Closest match: iron man


- Why difflib?
- It helps us handle typos and spelling errors — so typing “Incepton” instead of “Inception” still works!

## Step 9: Finding Similar Movies


In [107]:
# Once we have the correct movie title, we’ll grab its index
index_of_movie = df[df.title == close_match].index[0]
# df[df.title == close_match]: This filters the DataFrame to only include the row where the title matches close_match (the closest movie title we found earlier).
# .index[0]: Extracts the index of the matched movie. This index will help us locate the similarity scores for that specific movie.

# Retrieve similarity scores using enumerate function for all movies:
similarity_score = list(enumerate(similarity[index_of_movie]))
# similarity[index_of_movie]: Retrieves the row of similarity scores for the matched movie.
# For movie at index 3, this would grab all similarity scores for that movie.
# enumerate(): Wraps the similarity scores in (index, score) pairs so we can keep track of movie indices while sorting.

# Sort them in descending order:
sorted_similarity_score = sorted(similarity_score, key=lambda x: x[1], reverse=True)
# sorted(): Sorts the list of (index, similarity score) pairs.
# key=lambda x: x[1]: Tells Python to sort the list by the similarity score (x[1]).
# reverse=True: Sorts the list in descending order — most similar movies appear first.

## Step 10: Displaying Recommendations

In [108]:
print(f"\nMovies similar to '{close_match.title()}':\n")

i = 1  # Initializes a counter to number the recommendations.

# Loops through the sorted similarity scores.
# [1:11]: Skips the first entry (which is the movie itself) and gets the top 10 similar movies.
for movie in sorted_similarity_score[1:11]:  
    index = movie[0]   # extract index 
    title_from_index = df.loc[index, "title"]  # look up for the title based on the idnex
    print(f"{i}. {title_from_index.title()}")
    i += 1


Movies similar to 'Iron Man':

1. Iron Man 2
2. Iron Man 3
3. Avengers: Age Of Ultron
4. The Avengers
5. X-Men
6. The Helix... Loaded
7. Captain America: Civil War
8. X-Men: Apocalypse
9. Ant-Man
10. Made


## Step 11: Function for Movie Recommendation

In [109]:
# Function to get movie recommendations
def recommend_movies():
    input_movie = input("Type the name of a movie: ")

    # Convert all titles to lowercase to handle case sensitivity
    input_movie = input_movie.lower()
    df["title"] = df["title"].str.lower()

    # Create a list of all movie titles
    list_of_titles = df["title"].tolist()

    # Find the closest match to the input movie
    find_close_match = difflib.get_close_matches(input_movie, list_of_titles)

    if not find_close_match:
        print("Movie not found.
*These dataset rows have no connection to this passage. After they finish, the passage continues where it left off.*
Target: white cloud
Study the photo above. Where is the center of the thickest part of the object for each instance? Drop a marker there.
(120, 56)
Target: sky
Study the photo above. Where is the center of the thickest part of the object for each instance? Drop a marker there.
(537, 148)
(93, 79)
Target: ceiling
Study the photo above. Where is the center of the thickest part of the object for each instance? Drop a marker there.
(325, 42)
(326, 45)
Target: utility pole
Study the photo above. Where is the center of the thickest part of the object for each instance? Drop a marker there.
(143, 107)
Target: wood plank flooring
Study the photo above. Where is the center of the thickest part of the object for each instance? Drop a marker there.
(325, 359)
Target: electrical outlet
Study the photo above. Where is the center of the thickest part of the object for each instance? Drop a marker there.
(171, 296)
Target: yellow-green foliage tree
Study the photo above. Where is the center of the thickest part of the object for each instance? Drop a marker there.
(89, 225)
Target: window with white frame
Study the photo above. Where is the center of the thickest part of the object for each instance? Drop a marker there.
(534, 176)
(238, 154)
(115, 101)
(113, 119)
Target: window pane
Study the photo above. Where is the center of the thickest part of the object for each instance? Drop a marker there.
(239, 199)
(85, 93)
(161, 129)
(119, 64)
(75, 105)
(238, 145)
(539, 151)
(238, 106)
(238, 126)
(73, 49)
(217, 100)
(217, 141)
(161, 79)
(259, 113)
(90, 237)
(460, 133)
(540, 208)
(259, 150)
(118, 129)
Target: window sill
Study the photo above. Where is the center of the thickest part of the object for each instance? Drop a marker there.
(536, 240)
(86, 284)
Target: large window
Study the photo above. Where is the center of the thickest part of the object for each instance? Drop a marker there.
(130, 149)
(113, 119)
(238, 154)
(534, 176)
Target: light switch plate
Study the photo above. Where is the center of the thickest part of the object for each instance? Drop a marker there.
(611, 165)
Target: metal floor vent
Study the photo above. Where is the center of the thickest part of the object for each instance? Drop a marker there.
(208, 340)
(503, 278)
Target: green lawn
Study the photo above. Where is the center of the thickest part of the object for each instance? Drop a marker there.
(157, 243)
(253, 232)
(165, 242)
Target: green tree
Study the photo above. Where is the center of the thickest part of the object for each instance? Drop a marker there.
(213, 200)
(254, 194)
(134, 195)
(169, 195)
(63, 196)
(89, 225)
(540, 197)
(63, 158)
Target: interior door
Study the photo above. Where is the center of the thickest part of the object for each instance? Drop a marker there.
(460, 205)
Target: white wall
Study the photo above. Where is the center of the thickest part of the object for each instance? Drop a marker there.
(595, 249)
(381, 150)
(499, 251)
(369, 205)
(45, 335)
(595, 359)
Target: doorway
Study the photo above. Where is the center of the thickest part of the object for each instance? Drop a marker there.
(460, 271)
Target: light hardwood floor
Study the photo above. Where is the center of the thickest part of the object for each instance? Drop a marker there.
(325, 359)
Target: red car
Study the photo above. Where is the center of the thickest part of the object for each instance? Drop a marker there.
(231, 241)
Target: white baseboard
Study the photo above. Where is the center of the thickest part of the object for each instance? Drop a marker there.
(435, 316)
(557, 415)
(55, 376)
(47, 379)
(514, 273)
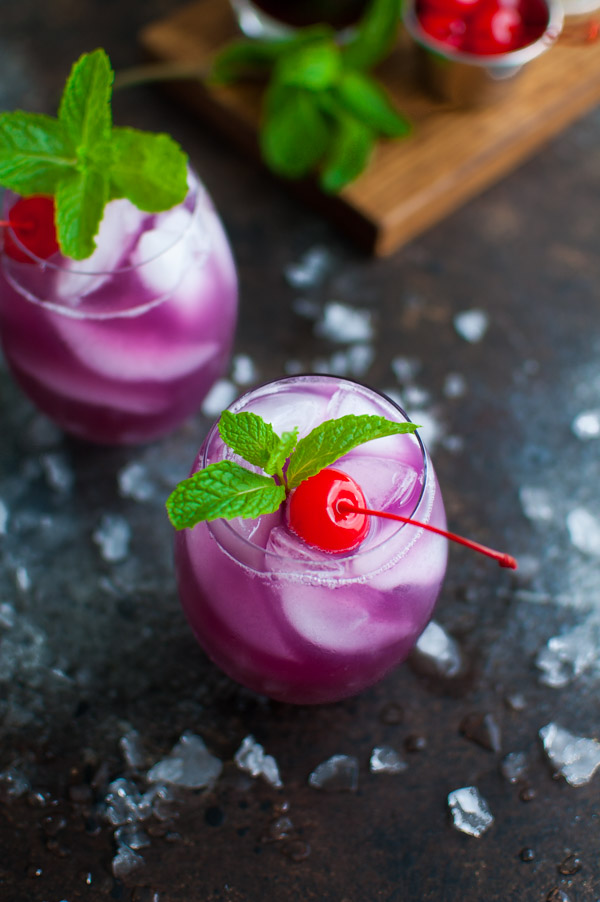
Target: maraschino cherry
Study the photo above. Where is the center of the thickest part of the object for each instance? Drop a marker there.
(313, 512)
(329, 512)
(32, 221)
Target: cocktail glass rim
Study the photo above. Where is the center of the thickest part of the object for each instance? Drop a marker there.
(61, 264)
(227, 536)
Please try another title.")
        return

    close_match = find_close_match[0]
    print(f"\nClosest match found: {close_match.title()}\n")

    # Find the index of the matched movie
    index_of_movie = df[df.title == close_match].index[0]
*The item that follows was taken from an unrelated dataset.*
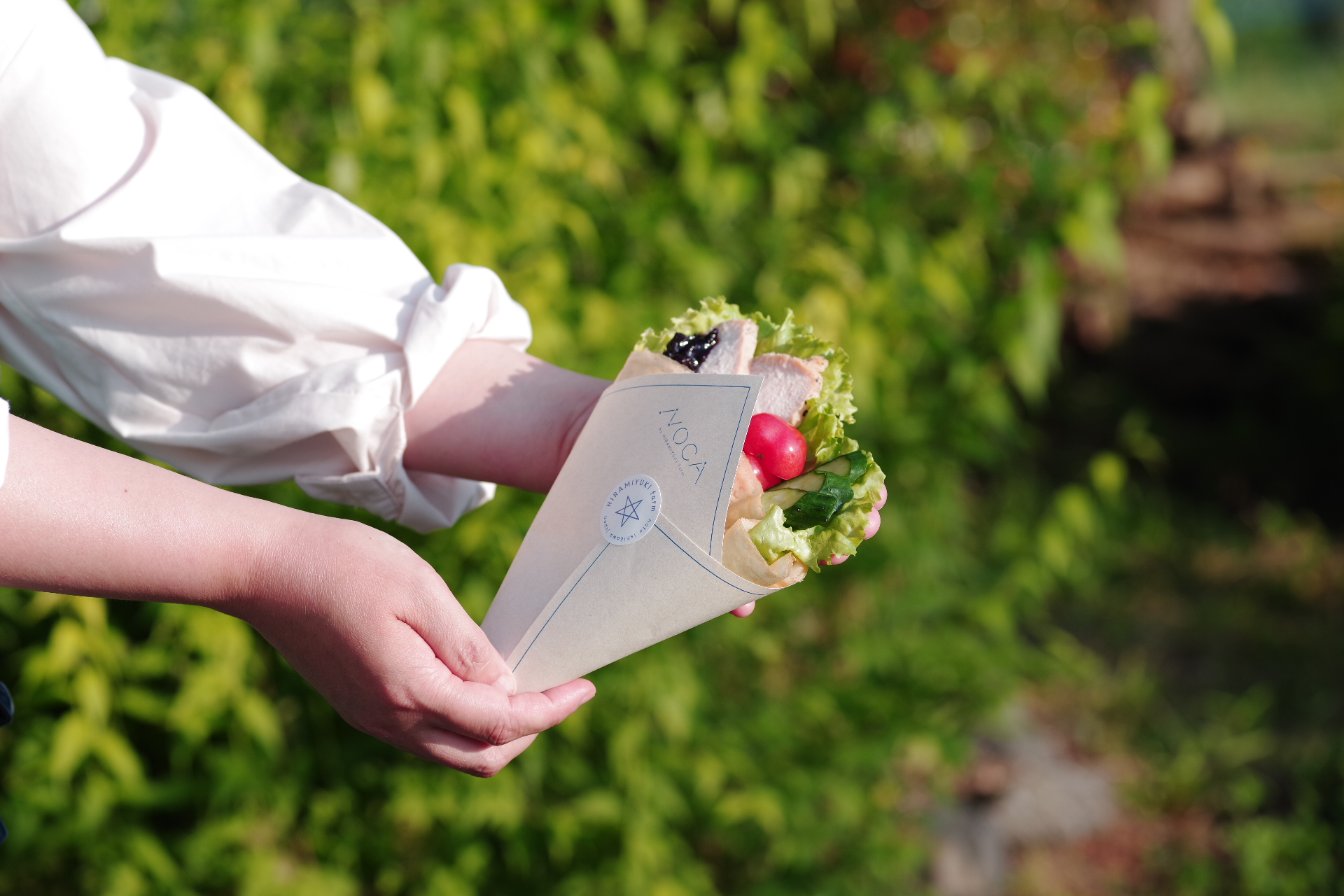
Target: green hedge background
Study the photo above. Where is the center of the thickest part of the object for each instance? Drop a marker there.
(910, 179)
    # Get a list of similar movies based on similarity scores
    similarity_score = list(enumerate(similarity[index_of_movie]))

    # Sort movies by similarity score in descending order
    sorted_similarity_score = sorted(similarity_score, key=lambda x: x[1], reverse=True)

    # Print the top 10 recommended movies
    print("Top 10 Recommended Movies:\n")
    i = 1
    for movie in sorted_similarity_score[
        1:11
    ]:  # Skip the first one because it's the input movie itself
        index = movie[0]
        title_from_index = df.iloc[index]["title"].title()
        print(f"{i}. {title_from_index}")
        i += 1

In [110]:
# Run the recommendation function
recommend_movies()


Closest match found: Avatar

Top 10 Recommended Movies:

1. Lifeforce
2. Moonraker
3. Alien
4. Star Trek Beyond
5. Gattaca
6. Aliens
7. Guardians Of The Galaxy
8. Gravity
9. Lockout
10. Apollo 18


# Summary: Flowchart about how Our Movie Recommendation System Works
- This flowchart summarizes the entire process — from taking a movie title as input to generating personalized recommendations. It highlights the key libraries and steps that power the recommendation engine!

**Start: User Inputs a Movie Title**  
        ↓  
**Step 1: Load and Preprocess Data (pandas)**  
- Read the CSV file  
- Fill missing values in relevant features (genres, keywords, tagline, cast, director)  
        ↓  
**Step 2: Combine Features**  
- Merge selected features into a single string  
        ↓  
**Step 3: Text Vectorization (TfidfVectorizer from sklearn)**  
- Convert combined text into numerical feature vectors  
        ↓  
**Step 4: Calculate Similarity (cosine_similarity from sklearn)**  
- Compute cosine similarity scores between movies  
        ↓  
**Step 5: Match User Input (difflib)**  
- Find the closest matching movie title (handles typos)  
        ↓  
**Step 6: Sort and Recommend Movies**  
- Rank movies based on similarity scores  
- Display the top N recommended movies  
        ↓  
End: Show Recommendations to the User